Leandro Freitas Menezes- UFES

[...] Perco a identidade do mundo em mim e existo sem garantias. Realizo não o realizável, mas o irrealizável, eu vivo e o significado de mim e do mundo não é urgente. É fantástico (C. Lispector).

Em sua citação, Clarice diz respeito ao viver, ao existir no mundo, que implica em se relacionar com outras subjetividades ou com os objetos materiais que estão a disposição no mundo, interrelacionamento é a palavra, e à medida que isso acontece o homem se constrói e se reconstrói, o homem descobre. Ao contrário, se o homem fosse um ser isolado em sua consciência, engessado em si próprio certamente não teria uma existência verdadeira.

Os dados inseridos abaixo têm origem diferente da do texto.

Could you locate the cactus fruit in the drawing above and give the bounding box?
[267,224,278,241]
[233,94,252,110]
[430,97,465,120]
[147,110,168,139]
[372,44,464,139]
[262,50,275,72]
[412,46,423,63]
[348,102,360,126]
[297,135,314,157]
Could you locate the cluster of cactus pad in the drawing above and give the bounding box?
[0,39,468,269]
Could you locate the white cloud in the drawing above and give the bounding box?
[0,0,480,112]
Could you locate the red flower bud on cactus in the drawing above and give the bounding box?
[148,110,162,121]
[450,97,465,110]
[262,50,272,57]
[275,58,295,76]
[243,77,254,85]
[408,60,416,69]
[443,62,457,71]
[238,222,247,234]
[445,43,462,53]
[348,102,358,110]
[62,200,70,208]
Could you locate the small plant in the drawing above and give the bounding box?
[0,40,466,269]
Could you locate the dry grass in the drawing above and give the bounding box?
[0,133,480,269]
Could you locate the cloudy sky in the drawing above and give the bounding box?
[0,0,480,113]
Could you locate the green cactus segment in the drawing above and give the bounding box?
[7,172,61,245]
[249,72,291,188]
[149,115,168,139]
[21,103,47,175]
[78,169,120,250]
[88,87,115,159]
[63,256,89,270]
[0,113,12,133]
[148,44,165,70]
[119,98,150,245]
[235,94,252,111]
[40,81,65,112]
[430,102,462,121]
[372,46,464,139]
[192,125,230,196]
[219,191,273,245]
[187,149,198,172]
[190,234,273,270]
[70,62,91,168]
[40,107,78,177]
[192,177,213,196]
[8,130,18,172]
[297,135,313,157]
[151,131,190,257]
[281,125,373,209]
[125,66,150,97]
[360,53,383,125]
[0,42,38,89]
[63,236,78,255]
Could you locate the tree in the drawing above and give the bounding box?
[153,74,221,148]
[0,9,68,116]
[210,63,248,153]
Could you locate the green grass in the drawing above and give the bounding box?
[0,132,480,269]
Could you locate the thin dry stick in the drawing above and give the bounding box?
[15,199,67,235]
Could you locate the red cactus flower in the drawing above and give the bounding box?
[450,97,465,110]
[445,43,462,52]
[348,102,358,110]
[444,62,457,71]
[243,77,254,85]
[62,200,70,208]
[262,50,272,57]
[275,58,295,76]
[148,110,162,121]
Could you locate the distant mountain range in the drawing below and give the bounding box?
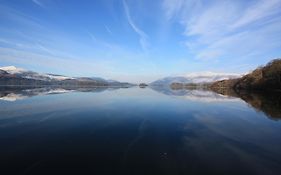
[0,66,133,86]
[150,72,241,86]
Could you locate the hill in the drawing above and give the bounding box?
[210,59,281,91]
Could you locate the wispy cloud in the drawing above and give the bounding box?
[162,0,281,61]
[104,25,113,35]
[32,0,44,7]
[123,0,149,51]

Por isso essa intercambialidade do homem enquanto ser é expresso pela autora conforma a citação e, além disso, podem-se tomar também três contos para exemplificar tal posicionamento.

Nos contos “miss algrave”, “o corpo” e “ele me bebeu”, apresenta claramente as personagens envolvidas em situações de interrelacionamento, de confronto com as circunstâncias concretas do mundo e as conseqüências disso para as personagens. Os temas que envolvem tais contos dizem respeito a sexualidade e ao mesmo tempo Clarice utiliza esse tema para fazer uma critica a ordem social e religiosa, pois possuem leis naturais e doutrinas que procuram engessar o homem em si mesmo, impedindo-o de ter uma existência verdadeira. Isso pode ser constatado nos contos: “miss algreve” em que a personagem “Ruth” moça religiosa e recatada ao extremo um dia encontra-se com Ixtlan, um ser de saturno que veio para fazer amor com ela, e a partir daí sua vida mudou, se tornou mais intensa, ela expressou todos os seus desejos inconscientes, tornando-se inclusive prostituta no final, mas sem o menor pudor; o outro conto é o “corpo” em que retrata Xavier, homem que vivia com duas mulheres, Carmem e Beatriz e ainda tranzava com uma prostituta. No conto pode-se perceber de forma clara como a ordenação das personagens constitui um sistema patriarcal e rígido admitido pela sociedade como aquilo que é correto de fato, em que ao homem é dado certos direitos que, ao contrário, a mulher esses direitos são subtraído. E assim, pode-se ver, por exemplo, ele tinha um relacionamento extra com uma prostituta no espaço privado; ele tranzava com as duas, e além do mais gostava de ver Carmem e Beatriz fazer amor e expressar seu relacionamento homoerótico na sua frente. Logo, isso culminou com o assassinato dele de autoria delas. Um homicídio que não choca quem lê o conto. Assim, entende-se que dentro dessa trama a única maneira de Carmem e Beatriz viverem sua relação era acabando com o que as impedia, com Xavier, que era símbolo desse sistema social rígido.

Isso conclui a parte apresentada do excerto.